Scot Shields announces his retirement

Reporting from Tempe, Ariz. — Scot Shields, the Angels’ highly efficient setup man for much of the last decade, announced his retirement Friday.

Shields, 35, suffered through a knee injury and arm pain in recent years, but from 2004 through 2008 he struck out 432 batters in 435 innings, setting up Francisco Rodriguez in the team’s dominant bullpen.

“He evolved into the gold standard of what setup men are,” Angels Manager Mike Scioscia said. “He could’ve gone a lot of places and been a closer, but he was committed to this organization and this organization was committed to him.

“He accepted his role and became the best at it”


Angels’ Kendrys Morales is a longshot for opening day

Since the “hold” statistic was created in 1999, no American League pitcher has more than Shields’ 155.

Shields said in a conference call with reporters that though he had an opportunity with another team to continue pitching, “Nothing seemed like the right fit. I had to talk myself into playing. I just didn’t have it. My mind has been made up for a while.”

Shields said he will fondly recall pitching in the 2002 World Series and joining Rodriguez as 100-strikeout relievers in 2005. He expressed no regret over never being a full-time closer.


“I didn’t back down from anybody,” he said. “I had some walks, but I was, ‘Here it is, hit it,’ and that attitude helped me out a lot.”

Waiting game

Second baseman Howie Kendrick filled in at first base Friday while the team continued to wait on the recovery of Kendrys Morales from last year’s fractured left leg.

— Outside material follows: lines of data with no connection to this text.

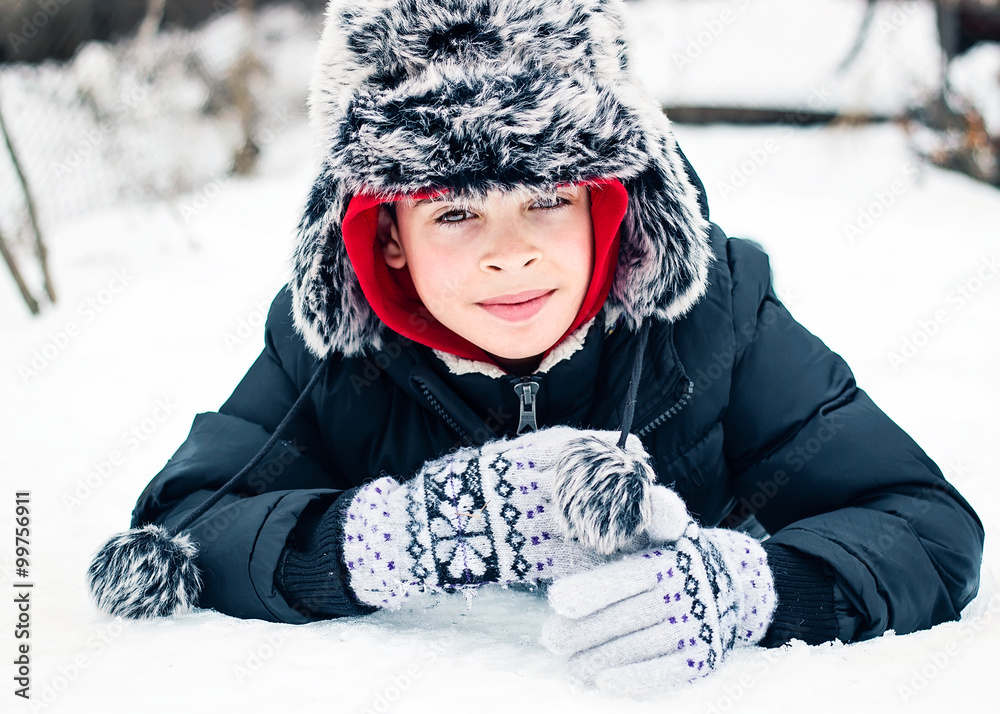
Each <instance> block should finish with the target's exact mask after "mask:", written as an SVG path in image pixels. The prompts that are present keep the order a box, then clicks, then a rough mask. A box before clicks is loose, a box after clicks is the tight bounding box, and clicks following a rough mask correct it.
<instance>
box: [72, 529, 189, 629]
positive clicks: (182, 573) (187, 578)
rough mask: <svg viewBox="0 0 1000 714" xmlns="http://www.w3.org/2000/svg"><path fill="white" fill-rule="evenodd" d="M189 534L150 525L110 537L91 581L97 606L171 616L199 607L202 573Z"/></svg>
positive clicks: (98, 606)
mask: <svg viewBox="0 0 1000 714" xmlns="http://www.w3.org/2000/svg"><path fill="white" fill-rule="evenodd" d="M197 552H198V549H197V547H196V546H195V544H194V543H193V542H191V539H190V538H189V537H188V535H187V534H186V533H179V534H178V535H171V534H170V532H169V531H167V529H166V528H163V527H162V526H158V525H147V526H143V527H142V528H133V529H131V530H129V531H127V532H125V533H120V534H119V535H116V536H114V537H113V538H111V539H110V540H109V541H108V542H107V543H105V544H104V547H103V548H101V550H100V551H99V552H98V553H97V555H96V556H94V561H93V562H92V563H91V564H90V568H89V569H88V570H87V580H88V581H89V583H90V591H91V593H92V594H93V596H94V601H95V602H96V603H97V607H98V608H100V609H101V610H103V611H104V612H106V613H108V614H109V615H117V616H121V617H127V618H132V619H139V618H149V617H168V616H170V615H174V614H179V613H182V612H186V611H187V610H190V609H191V608H192V607H194V605H195V603H196V602H197V600H198V593H199V591H200V590H201V574H200V573H199V572H198V567H197V566H196V565H195V562H194V559H195V555H196V554H197Z"/></svg>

“I don’t know what’s going to happen, but I’ve played [first] in the past and it’s all about getting some time,” Kendrick said. “We have a lot of guys who can step in there, but you want [Morales’] bat in there. You’re missing his power, hitting and defense.”

Morales didn’t try to run Friday and was in the trainer’s room lying on a table, having his left leg massaged and using an elastic band to stretch his ankle and muscles.

“There’s not much different” than Thursday, Scioscia said. “He’s being evaluated by the medical staff to see when he can continue his push. Right now, it’s a plateau.

“The last seven or eight days have been stagnant.”

Middle matters


As the Angels move toward the likelihood of an opener without Morales, veteran outfielder Torii Hunter said the heart of the order — Hunter, surrounded by Bobby Abreu and off-season acquisition Vernon Wells — can supply sufficient run production.

Abreu hit his first two homers of the spring Friday in a 7-6 victory against San Diego and Scioscia said he likes the idea of Abreu staying in the No. 3 spot until Morales returns.

“What can you do? This guy broke his leg, and whenever he feels good again, March 31 or May 1, we’ll take it on,” Hunter said. “Patience is the key. It’s not added pressure. This is my 14th season. I don’t care about pressure, we’ve just got to get ready to go.”